TELL THAT FORD TO STOP WHINING!

Q: I recently bought a ford F250 and noticed at 35 to 45 mph a high-pitched whine.     

It goes away at 45 mph and then is back at around 60 mph and higher. It is not a screaming sound, more like a high note hum. When I back off the gas it goes away. I think some noise in the automatic trans., or rear end bearing, or gear mesh problem. Thanks, TC


A: If the noise is in the rear end and goes away when you let off the gas the problem is most likely in the universal joint or the ring/pinion gear clearance adjustment. If the noise is continuous it's more likely to be an axle bearing. If the noise is coming from the center area of the truck, it could be the transmission's output bushing or seal, or possibly the front universal joint.

 

WARM AND NOISEY TOPAZ

Q: I have a 1993 Mercury Topaz with the 2.3 litre engine. When the engine warms up there is a noise. I have changed the alternator and the belt tensioner. I was told it could be the crank pulley. What could the noise be? It also revs up and down after it has warmed up. What could cause this? Thanks magnum250


A: The noise could be coming from the crank pulley, power steering pump, timing belt or a/c compressor pulley. You should get a stethoscope or solid rod long enough to safely listen to various points on the engine until you locate the noise. I can't stress how important it is to keep the test device from getting into the accessory belt or jammed behind a pulley.

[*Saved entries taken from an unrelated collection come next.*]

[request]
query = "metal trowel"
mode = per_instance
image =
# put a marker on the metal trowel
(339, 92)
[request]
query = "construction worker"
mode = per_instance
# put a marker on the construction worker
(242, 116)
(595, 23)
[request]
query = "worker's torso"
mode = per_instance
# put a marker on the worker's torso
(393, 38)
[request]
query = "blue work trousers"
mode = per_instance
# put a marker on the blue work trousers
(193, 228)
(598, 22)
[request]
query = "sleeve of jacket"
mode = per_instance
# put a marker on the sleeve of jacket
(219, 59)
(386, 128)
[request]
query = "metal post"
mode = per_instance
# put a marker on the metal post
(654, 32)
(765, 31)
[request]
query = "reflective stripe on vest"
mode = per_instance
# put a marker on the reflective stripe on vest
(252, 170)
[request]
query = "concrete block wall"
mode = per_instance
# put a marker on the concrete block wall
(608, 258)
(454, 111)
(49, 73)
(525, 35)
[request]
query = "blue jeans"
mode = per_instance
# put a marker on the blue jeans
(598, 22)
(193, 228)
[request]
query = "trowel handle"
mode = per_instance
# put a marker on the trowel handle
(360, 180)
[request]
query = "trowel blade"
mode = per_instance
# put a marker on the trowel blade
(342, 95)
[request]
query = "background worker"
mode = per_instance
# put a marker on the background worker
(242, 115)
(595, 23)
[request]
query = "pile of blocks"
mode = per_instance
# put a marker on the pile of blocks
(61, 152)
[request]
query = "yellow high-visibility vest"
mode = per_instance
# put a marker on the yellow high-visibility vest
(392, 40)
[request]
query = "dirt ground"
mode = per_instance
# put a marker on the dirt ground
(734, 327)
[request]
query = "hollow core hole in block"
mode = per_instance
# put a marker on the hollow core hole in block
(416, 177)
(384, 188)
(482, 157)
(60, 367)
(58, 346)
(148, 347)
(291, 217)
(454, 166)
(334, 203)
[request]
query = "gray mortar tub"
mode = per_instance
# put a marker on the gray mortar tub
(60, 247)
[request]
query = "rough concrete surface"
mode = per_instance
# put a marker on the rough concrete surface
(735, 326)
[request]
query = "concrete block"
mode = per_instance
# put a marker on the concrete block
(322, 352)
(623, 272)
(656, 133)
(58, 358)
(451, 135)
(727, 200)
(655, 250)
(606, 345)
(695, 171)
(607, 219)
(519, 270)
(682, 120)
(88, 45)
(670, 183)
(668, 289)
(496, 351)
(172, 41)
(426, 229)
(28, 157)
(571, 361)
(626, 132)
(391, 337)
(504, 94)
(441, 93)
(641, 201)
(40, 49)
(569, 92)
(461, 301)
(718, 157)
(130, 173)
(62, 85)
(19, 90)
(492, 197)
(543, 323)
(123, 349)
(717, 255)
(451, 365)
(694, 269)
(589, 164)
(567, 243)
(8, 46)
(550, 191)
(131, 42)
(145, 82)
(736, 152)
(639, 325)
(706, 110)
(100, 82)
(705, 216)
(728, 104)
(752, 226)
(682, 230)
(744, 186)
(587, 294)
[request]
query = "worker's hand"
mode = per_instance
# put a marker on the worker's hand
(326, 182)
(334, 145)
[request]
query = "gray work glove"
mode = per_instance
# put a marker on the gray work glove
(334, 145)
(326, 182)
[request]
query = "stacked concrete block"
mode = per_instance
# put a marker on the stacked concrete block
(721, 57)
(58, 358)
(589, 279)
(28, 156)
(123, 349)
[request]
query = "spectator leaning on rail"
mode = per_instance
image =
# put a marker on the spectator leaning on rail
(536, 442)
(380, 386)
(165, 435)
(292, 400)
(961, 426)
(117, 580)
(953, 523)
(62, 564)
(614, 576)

As for revving up and down after warming up, this problem can frequently be caused by a faulty throttle position sensor, temperature sensor or EGR valve. These need to be tested for proper operation.


CHECK ENGINE

Q: I found your answer in the 9/27/06 Montgomery Newspaper. I took your advice and took the car to a Ford Dealer. He said there were no malfunction codes. He obtained the Technical Bulletin which addressed the deceleration problem. The repair as advised in the Bulletin would be over $1,000 and he could not guarantee the result. Despite no "Check Engine Light" now, the problem of deceleration has continued, but less often. Any other suggestions? Thanks, Ed - Merion, PA


A: This is one of those situations where things get complicated. If there's a TSB (technical service bulletin) that covers a specific issue and the shop can't guarantee that the solution will cure the problem, why bother spending the money? Your best bet is to write to Ford's consumer affairs folks and ask that a factory representative contact you to discuss the problem. Once you know all the issues you can make a more informed decision as to how to proceed.